Nowadays, the experimental study of emotional learning is commonly based on classical conditioning paradigms and models, which have been thoroughly investigated in the last century. Unluckily, models based on classical conditioning are unable to explain or predict important psychophysiological phenomena, such as the failure of the extinction of emotional responses in certain circumstances (for instance, those observed in evaluative conditioning, in post-traumatic stress disorders and in panic attacks).

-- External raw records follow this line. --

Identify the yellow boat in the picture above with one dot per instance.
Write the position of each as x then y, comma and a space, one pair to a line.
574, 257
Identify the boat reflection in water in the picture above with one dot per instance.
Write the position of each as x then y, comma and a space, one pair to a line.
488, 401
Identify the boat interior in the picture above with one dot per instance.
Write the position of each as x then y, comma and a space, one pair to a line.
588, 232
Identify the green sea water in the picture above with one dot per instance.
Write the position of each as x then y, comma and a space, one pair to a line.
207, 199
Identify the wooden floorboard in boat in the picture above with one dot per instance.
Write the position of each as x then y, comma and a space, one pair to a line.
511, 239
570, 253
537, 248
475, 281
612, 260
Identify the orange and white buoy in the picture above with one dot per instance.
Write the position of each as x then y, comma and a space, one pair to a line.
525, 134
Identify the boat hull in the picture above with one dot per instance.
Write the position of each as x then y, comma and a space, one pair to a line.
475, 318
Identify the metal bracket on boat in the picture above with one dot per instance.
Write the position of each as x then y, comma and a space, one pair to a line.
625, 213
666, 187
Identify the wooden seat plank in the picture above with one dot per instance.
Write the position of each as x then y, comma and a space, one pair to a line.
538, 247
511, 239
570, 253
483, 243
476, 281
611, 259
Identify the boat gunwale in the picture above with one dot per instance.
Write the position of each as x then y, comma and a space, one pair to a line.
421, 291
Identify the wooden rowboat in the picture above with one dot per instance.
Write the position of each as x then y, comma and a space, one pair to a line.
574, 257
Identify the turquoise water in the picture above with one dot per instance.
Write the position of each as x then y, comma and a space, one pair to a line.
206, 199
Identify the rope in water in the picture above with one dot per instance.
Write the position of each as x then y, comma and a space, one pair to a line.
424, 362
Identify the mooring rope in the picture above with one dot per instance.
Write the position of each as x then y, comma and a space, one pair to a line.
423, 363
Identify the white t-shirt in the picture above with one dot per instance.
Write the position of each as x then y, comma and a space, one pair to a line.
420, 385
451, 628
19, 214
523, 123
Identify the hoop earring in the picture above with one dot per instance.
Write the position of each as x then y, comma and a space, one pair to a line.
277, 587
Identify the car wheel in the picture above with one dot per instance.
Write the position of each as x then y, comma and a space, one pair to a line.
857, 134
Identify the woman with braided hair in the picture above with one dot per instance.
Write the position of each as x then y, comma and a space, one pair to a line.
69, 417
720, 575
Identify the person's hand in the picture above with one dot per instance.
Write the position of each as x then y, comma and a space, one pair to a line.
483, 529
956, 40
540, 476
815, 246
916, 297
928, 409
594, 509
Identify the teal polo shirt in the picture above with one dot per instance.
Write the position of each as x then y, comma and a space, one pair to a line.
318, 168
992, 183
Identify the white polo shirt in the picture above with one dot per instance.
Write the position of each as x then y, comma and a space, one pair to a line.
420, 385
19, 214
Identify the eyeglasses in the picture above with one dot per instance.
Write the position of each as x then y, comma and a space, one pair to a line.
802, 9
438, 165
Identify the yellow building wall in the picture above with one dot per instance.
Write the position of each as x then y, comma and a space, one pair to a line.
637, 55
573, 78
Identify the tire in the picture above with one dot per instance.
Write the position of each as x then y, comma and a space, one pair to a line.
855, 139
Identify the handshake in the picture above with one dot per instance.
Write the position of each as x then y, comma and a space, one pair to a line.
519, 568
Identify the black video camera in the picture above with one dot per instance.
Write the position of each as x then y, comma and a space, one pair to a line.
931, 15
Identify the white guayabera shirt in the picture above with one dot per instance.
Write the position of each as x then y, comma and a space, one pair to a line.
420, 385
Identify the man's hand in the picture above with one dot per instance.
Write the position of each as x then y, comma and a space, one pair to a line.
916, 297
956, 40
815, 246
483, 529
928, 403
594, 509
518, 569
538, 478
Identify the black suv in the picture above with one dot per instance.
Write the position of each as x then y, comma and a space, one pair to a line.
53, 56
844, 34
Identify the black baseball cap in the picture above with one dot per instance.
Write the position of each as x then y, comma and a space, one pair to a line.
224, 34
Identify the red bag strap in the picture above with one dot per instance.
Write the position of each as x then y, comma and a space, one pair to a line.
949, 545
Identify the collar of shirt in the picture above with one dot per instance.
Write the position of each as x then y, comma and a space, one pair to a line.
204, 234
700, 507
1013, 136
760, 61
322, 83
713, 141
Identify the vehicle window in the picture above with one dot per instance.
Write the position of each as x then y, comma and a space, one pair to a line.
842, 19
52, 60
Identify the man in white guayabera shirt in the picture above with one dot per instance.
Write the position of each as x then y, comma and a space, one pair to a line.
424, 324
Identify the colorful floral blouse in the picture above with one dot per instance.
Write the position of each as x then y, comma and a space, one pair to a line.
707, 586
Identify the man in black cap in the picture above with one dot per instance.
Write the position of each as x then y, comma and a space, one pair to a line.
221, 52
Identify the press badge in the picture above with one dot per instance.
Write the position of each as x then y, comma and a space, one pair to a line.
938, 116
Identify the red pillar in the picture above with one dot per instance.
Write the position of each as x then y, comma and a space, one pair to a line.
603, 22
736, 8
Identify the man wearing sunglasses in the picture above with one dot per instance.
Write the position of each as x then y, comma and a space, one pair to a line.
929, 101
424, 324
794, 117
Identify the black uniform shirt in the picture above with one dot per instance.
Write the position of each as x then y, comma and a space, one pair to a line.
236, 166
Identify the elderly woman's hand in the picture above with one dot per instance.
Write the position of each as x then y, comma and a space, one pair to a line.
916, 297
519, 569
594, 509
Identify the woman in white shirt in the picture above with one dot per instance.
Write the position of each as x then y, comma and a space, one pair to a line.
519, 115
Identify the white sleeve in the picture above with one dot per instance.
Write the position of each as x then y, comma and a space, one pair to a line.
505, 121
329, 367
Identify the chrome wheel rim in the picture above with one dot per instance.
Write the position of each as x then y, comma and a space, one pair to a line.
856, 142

In this manuscript, starting from the experimental results available from the literature, a computational model of implicit emotional learning based both on prediction errors computation and on statistical inference is developed. The model quantitatively predicts (a) the occurrence of evaluative conditioning, (b) the dynamics and the resistance-to-extinction of the traumatic emotional responses, (c) the mathematical relation between classical conditioning and unconditioned stimulus revaluation. Moreover, we discuss how the derived computational model can lead to the development of new animal models for resistant-to-extinction emotional reactions and novel methodologies of emotions modulation.
机译:如今,情绪学习的实验研究通常基于经典的条件范式和模型,这些条件和模型已在上个世纪进行了深入研究。不幸的是,基于经典条件的模型无法解释或预测重要的心理生理现象,例如在某些情况下(例如,在评估条件下,在创伤后应激障碍和惊恐发作中观察到的那些)情绪消失的失败。 )。在这份手稿中,从文献中获得的实验结果出发,建立了基于预测误差计算和统计推断的隐式情绪学习计算模型。该模型定量地预测(a)评估条件的发生,(b)创伤性情感反应的动力学和抗灭性,(c)经典条件与无条件刺激重估之间的数学关系。此外,我们讨论了派生的计算模型如何导致抗灭绝情绪反应的新动物模型和情绪调节的新方法的发展。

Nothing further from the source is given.